Sorry for the long post, but writing this was very therapeutic for me. Thanks for all the advice on my first post. Hopefully, my sister has matured a bit more form this experience.
Sounds like she learned her lesson the hard way, but it’s so awesome that she learned it.
Maaaaaan i’m really glad your sister is okay and her eyes were opened cause…WOOOOOW this guy was such a loser…OP you were NTA in the first post and you most certainly are NTA now.
You did what you had to do and there's nothing wrong with that. You followed through on what you said you were going to do. Your sister is an adult and she's responsible for the choices that she makes. Her and her boyfriend both need to pay their bills.

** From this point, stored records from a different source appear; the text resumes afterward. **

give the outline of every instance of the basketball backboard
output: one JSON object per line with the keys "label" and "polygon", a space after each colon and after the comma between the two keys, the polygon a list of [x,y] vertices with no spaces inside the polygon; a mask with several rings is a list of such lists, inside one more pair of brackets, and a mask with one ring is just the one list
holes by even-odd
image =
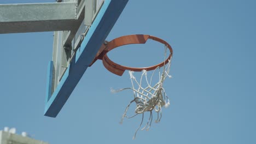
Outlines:
{"label": "basketball backboard", "polygon": [[59,113],[127,2],[78,1],[79,25],[71,31],[54,32],[53,60],[48,70],[45,116],[55,117]]}
{"label": "basketball backboard", "polygon": [[55,117],[129,0],[0,4],[0,34],[54,31],[44,115]]}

You can still care about your sister that doesn't mean you're meddling that means you care about what happens to her. She is going to realize that making the same mistakes will give her the same results you just have to let her figure that out for herself. But you did the right thing.

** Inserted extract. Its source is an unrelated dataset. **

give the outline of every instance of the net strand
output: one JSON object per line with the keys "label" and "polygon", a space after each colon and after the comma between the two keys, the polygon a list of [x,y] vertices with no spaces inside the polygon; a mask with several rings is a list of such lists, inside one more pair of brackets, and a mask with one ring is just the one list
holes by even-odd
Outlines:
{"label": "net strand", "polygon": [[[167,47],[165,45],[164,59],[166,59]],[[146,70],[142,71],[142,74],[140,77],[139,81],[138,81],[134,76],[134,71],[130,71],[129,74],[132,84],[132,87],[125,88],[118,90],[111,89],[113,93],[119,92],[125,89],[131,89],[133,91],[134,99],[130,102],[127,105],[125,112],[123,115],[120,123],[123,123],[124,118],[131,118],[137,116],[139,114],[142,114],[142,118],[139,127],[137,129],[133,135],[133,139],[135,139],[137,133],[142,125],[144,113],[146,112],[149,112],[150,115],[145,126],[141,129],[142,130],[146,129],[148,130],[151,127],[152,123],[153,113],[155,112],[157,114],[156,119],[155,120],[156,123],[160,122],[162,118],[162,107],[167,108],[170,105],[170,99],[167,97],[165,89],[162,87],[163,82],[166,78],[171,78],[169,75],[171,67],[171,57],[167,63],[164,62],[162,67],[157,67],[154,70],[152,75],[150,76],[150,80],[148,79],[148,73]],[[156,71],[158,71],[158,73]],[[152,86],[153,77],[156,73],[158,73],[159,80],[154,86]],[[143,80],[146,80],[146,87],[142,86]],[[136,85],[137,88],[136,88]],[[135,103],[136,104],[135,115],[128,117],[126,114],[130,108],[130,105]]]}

Just be thankful the guy was obvious about the cheating because it sounds like she would have stayed with him up to and past him hitting her. I hope she understands that because if she doesn't this will happen again.
I've had to learn the lesson about financially, emotionally and psychologically toxic partners the hard way, and I'm almost (almost!) glad for your sister's sake that her idiot ex got physically aggressive with her, because it meant she finally had to stop being in denial about what an idiot he in fact was (still is, I assume).
It sounds as though she's beginning the process of getting her act together, and your refusal to continue subsidizing her day-to-day existence while still letting her know that you'll be there for her if things get desperate or if she wants to invest in her future is helping her do that. Let her be somewhat unhappy with you now.
You're helping her learn to stand on her own feet, and that lesson will be far, far more valuable to her than you paying half her rent for the rest of her life would be. It sucks, knowing that you aren't self-sufficient day to day and don't even really know how to be.
You might not be aware of how much it sucks if you've never known anything else, but the confidence and pride that comes with self-sufficiency is like those old Mastercard commercials: priceless. I'm glad your sister is headed in a better direction now. May she continue on that path, and may your relationship with her flourish in the future.